Acesso provisório para execução das fundações em área alagada
 
Foram posicionadas 4.930 torres para atender o Linhão do Madeira

 

A etapa das fundações

Ao longo dos vários trechos foram executadas perto de 5 mil fundações dos mais diversos tipos, adaptadas às condições de cada terreno, considerando-se a viabilidade de acesso e velocidade na execução.  Entre os diversos tipos de fundação adotados incluíram-se aquelas realizadas com sapatas, tubulões, blocos sobre estacas, blocos pré-moldados, blocos ancorados em rocha, estacas helicoidais, estacas-raiz e fundações em áreas alagadas.

 

Em especial nas áreas da região do pantanal, foram previstas fundações pré-moldadas, metálicas ou com estacas-raiz. Contudo, houve casos em que as construtoras optaram pelo emprego de estacas helicoidais. Concluíram que estas, embora exijam cuidados maiores do ponto de vista de ensaios (tanto é que ali houve ensaios de tração em 100% das estacas),  são de execução mais rápida. Os ensaios foram realizados como garantia adicional de que elas efetivamente atenderiam aos esforços de tração previstos.

 

No geral, as fundações das torres para uma linha de transmissão têm um diferencial em relação às adotadas para edificações prediais. Elas precisam considerar que as torres podem alcançar até mais de 80 m de altura e se encontram permanentemente sujeitas à ação e à variação dos ventos, com esforços de tração e compressão nas fundações. Há exemplos, na literatura técnica de obras desse tipo, de torres que chegaram a ser arrancadas “pela raiz” pela força dos ventos. Daí, os cuidados excepcionais, invariavelmente adotados, para prevenir acidentes futuros.

 

Cabeamento especial

Contudo, não é apenas o planejamento prévio para superar adversidades naturais ou o fato do linhão do Madeira ser formado por linhas de 600 kV de tensão, que chama a atenção para as condições técnicas dessa obra. Um dado importante foi a necessidade de uso de cabeamento especial, mais grosso do que o comumente utilizado em linhas de transmissão de 500 kV. Os cabos de alumínio, com 44,25 mm de diâmetro, foram fabricados exclusivamente para esse empreendimento.

 

Os cabos condutores foram produzidos com alumínio sem alma de aço e naquelas dimensões, tendo em vista o lançamento em dois polos com feixes de quatro cabos por polo. A utilização dessa bitola de cabos, apontada como inédita até então no mercado brasileiro, exigiu, em contrapartida, a fabricação de equipamentos especiais de lançamento, como puller, bandolas e freios.  As emendas nos cabos são do tipo pré-formadas para garantir agilidade nos trabalhos. Foram realizadas cerca de 19 mil emendas.

 

Levando-se em conta o volume de trabalho realizado e o padrão de qualidade no conjunto de obra dessa dimensão, pode-se afirmar que a linha de transmissão do Madeira é uma experiência que enriquece as diversas técnicas de construção do sistema, ali empregadas.  É mais uma obra que fica, como legado, na memória da engenharia brasileira. 

 

 

 

Ficha Técnica – Linha Transmissão do Madeira

Valor do contrato: R$ 2,2 bilhões

Extensão: 2.385 km

 

Trechos e construtoras

• Trecho 1A – 340 km – entre Porto Velho (RO) e Presidente Médice (RO) – Construtora Toshiba

• Trecho 1B  – 289 km – entre Presidente Médice (RO)

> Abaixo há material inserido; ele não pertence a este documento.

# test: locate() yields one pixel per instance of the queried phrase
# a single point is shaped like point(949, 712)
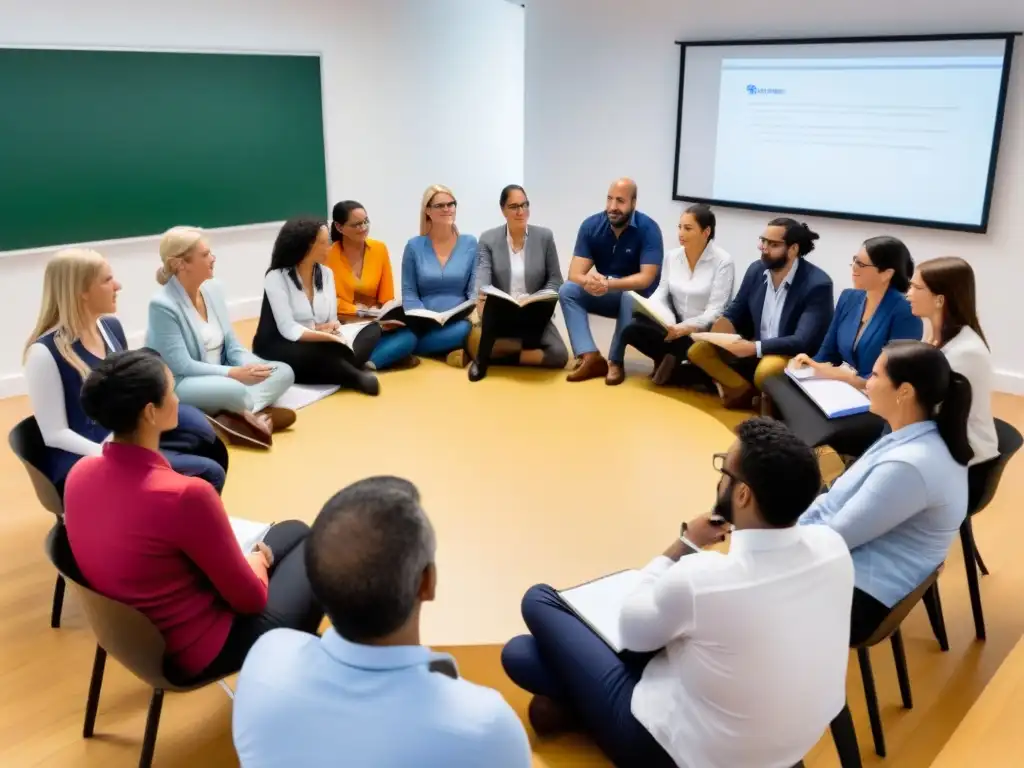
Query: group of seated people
point(733, 658)
point(719, 645)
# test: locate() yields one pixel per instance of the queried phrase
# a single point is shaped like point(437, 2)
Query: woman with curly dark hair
point(298, 323)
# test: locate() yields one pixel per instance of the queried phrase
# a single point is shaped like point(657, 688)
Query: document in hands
point(599, 603)
point(836, 398)
point(248, 532)
point(649, 309)
point(544, 295)
point(718, 339)
point(440, 318)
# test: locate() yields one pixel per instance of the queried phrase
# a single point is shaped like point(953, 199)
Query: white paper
point(248, 532)
point(600, 603)
point(300, 395)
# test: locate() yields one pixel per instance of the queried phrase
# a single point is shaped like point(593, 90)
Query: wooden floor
point(526, 479)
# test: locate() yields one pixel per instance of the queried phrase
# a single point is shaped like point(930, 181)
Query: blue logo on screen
point(756, 91)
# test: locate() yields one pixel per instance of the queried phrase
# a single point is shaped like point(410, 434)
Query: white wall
point(602, 79)
point(416, 93)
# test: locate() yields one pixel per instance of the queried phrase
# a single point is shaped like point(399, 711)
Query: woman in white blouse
point(942, 292)
point(298, 323)
point(695, 286)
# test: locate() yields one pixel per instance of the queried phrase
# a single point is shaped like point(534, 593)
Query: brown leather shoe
point(245, 429)
point(616, 375)
point(589, 366)
point(281, 418)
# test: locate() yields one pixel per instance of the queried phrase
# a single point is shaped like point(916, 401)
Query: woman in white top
point(190, 328)
point(298, 323)
point(695, 286)
point(942, 292)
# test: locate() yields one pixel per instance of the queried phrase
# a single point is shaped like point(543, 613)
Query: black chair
point(983, 479)
point(890, 629)
point(27, 442)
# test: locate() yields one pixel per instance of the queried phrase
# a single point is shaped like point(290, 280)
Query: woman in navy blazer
point(867, 316)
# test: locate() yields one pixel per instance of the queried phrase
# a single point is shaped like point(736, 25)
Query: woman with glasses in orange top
point(361, 268)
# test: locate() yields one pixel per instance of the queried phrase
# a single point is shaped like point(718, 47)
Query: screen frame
point(981, 228)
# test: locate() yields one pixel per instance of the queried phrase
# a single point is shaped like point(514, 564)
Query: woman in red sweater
point(161, 542)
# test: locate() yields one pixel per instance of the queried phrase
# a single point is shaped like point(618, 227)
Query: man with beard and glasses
point(783, 308)
point(730, 660)
point(616, 251)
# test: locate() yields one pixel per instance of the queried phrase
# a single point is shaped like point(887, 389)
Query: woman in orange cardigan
point(363, 280)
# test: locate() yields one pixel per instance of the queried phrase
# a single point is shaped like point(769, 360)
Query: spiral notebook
point(599, 603)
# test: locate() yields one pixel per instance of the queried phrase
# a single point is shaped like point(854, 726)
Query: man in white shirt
point(732, 660)
point(368, 693)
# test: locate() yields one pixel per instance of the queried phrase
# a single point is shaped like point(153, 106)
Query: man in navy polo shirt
point(616, 251)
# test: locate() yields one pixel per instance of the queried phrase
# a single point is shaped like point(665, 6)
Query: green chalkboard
point(105, 144)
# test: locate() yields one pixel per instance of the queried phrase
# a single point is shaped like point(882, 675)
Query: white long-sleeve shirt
point(698, 296)
point(754, 647)
point(47, 396)
point(293, 312)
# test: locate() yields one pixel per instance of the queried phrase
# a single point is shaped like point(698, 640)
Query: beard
point(774, 263)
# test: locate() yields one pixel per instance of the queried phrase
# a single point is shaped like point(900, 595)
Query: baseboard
point(13, 385)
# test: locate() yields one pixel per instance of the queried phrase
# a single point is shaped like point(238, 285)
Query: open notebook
point(599, 603)
point(248, 532)
point(835, 398)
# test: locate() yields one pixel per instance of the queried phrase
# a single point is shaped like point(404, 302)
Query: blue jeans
point(393, 347)
point(577, 304)
point(563, 659)
point(444, 339)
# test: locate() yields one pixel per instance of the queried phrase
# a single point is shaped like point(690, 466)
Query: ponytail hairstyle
point(339, 216)
point(797, 233)
point(943, 394)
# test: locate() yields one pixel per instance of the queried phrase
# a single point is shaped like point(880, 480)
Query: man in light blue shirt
point(368, 693)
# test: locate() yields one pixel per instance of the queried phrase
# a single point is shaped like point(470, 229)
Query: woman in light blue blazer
point(438, 273)
point(190, 328)
point(867, 316)
point(900, 505)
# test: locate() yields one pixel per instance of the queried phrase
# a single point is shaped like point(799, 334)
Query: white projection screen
point(900, 130)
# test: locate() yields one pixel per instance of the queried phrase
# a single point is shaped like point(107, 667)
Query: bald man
point(616, 251)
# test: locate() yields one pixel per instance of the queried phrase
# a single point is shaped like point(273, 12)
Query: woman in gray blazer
point(517, 261)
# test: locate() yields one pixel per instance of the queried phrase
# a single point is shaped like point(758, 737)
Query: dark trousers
point(290, 601)
point(322, 361)
point(865, 616)
point(563, 659)
point(503, 320)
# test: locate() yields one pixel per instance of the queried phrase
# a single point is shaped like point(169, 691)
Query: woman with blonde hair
point(190, 328)
point(75, 331)
point(438, 272)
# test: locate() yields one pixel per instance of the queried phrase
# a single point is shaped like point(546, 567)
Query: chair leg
point(92, 702)
point(845, 738)
point(977, 557)
point(152, 725)
point(899, 656)
point(58, 590)
point(871, 698)
point(933, 604)
point(970, 564)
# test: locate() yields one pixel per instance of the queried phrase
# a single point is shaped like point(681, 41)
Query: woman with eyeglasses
point(867, 316)
point(363, 281)
point(438, 273)
point(518, 261)
point(900, 505)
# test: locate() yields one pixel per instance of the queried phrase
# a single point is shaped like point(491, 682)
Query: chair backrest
point(120, 630)
point(989, 473)
point(900, 610)
point(27, 442)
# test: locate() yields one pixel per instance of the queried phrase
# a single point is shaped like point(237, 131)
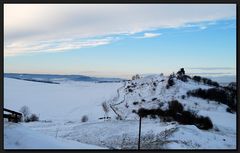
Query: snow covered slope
point(17, 136)
point(70, 100)
point(64, 104)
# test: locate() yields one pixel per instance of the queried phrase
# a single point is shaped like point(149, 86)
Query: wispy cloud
point(52, 22)
point(212, 68)
point(149, 35)
point(19, 48)
point(206, 73)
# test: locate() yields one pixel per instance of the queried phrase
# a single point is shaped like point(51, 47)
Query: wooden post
point(139, 134)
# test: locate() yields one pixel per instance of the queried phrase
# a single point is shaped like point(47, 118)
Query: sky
point(120, 40)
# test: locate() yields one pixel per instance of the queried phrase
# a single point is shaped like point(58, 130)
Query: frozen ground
point(61, 107)
point(17, 136)
point(69, 100)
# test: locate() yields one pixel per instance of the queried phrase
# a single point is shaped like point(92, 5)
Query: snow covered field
point(61, 107)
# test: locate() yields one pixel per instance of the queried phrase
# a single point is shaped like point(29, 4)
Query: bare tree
point(105, 108)
point(25, 111)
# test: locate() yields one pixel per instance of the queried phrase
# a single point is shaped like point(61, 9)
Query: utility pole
point(139, 134)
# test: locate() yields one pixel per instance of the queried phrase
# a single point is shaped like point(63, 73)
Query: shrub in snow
point(130, 90)
point(205, 81)
point(25, 111)
point(170, 81)
point(84, 118)
point(182, 76)
point(105, 108)
point(204, 123)
point(135, 77)
point(154, 99)
point(135, 103)
point(183, 96)
point(229, 110)
point(32, 118)
point(174, 107)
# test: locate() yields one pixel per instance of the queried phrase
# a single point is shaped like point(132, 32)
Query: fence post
point(139, 134)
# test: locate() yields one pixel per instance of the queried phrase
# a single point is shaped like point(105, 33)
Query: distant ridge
point(56, 78)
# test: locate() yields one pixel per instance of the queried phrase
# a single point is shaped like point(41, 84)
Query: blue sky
point(206, 45)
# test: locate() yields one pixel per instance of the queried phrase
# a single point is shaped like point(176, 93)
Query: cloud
point(53, 46)
point(150, 35)
point(27, 24)
point(203, 73)
point(212, 68)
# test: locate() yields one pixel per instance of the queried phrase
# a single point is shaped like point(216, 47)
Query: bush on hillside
point(175, 112)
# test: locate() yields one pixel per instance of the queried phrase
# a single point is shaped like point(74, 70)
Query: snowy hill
point(151, 92)
point(17, 136)
point(61, 107)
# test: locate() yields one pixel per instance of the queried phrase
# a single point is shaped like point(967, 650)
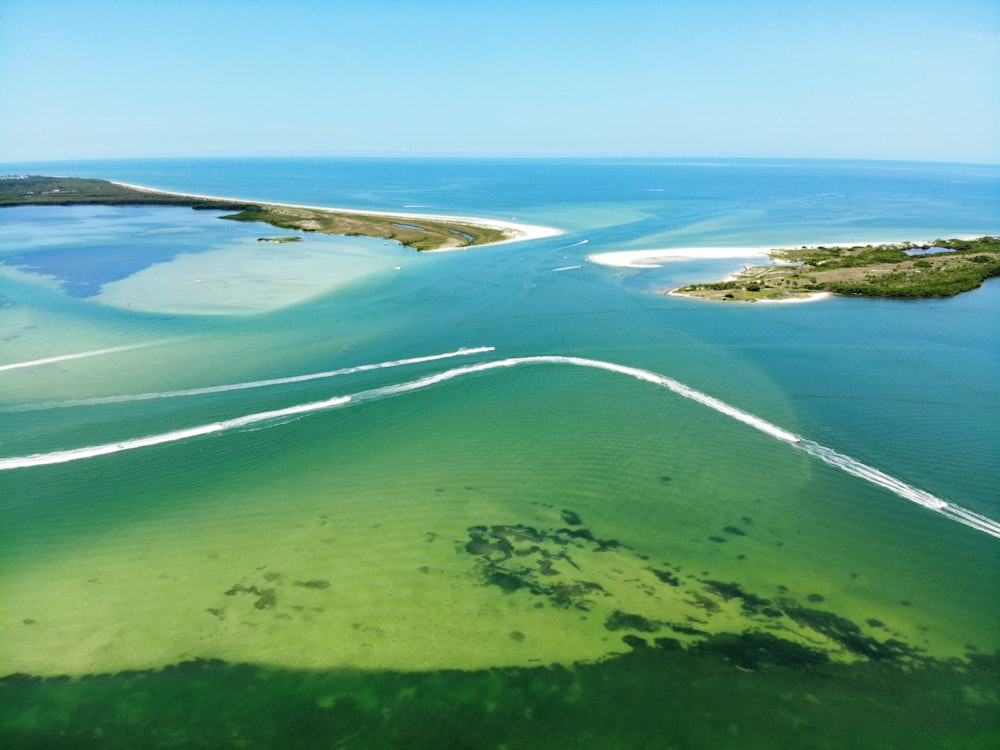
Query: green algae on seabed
point(732, 693)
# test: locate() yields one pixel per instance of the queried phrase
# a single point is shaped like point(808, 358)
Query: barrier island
point(906, 270)
point(414, 231)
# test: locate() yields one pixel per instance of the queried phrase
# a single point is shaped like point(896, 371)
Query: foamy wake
point(243, 386)
point(67, 357)
point(823, 453)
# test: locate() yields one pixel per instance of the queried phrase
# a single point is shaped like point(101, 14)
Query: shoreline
point(813, 297)
point(654, 258)
point(524, 231)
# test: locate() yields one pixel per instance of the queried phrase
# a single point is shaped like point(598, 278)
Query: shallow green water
point(541, 555)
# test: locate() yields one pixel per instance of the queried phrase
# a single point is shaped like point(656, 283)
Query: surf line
point(463, 352)
point(827, 455)
point(78, 355)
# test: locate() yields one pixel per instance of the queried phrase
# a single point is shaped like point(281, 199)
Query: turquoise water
point(224, 565)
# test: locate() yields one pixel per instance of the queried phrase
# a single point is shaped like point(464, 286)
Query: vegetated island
point(417, 232)
point(905, 270)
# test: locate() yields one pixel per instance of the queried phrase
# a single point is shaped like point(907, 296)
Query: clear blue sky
point(882, 79)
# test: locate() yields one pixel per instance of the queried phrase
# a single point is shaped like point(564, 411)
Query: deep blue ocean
point(338, 493)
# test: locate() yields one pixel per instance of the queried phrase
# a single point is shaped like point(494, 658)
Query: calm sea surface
point(336, 493)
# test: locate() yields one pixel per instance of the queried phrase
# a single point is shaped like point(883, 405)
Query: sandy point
point(515, 231)
point(655, 258)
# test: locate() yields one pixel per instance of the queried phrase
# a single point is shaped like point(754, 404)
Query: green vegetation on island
point(415, 232)
point(906, 270)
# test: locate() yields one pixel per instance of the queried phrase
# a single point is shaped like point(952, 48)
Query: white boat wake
point(245, 386)
point(77, 355)
point(823, 453)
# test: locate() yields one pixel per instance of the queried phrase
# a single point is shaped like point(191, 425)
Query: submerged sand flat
point(249, 278)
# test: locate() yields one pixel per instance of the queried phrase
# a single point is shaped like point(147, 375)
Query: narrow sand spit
point(521, 231)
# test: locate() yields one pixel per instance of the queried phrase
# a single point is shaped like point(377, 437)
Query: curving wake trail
point(241, 386)
point(823, 453)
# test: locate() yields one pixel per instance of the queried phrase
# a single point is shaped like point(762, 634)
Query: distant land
point(417, 232)
point(905, 270)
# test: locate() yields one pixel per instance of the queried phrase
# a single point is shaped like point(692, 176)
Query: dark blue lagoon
point(340, 493)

e Colorado do Oeste (RO) – Construtora Toshiba

• Trecho 1C – 299 km – entre Colorado do Oeste (RO) e Vale de São Domingos (MT) – Construtoras Alusa/Tabocas

• Trecho 2A – 275 km – entre Vale de São Domingos (MT)

e Jangada (MT) – Construtoras Alusa/Tabocas

• Trecho 2B – 285 km – entre Jangada (MT) e São José

do Povo (MT) – Construtora Toshiba

• Trecho 2C – 282 km – entre São José do Povo (MT)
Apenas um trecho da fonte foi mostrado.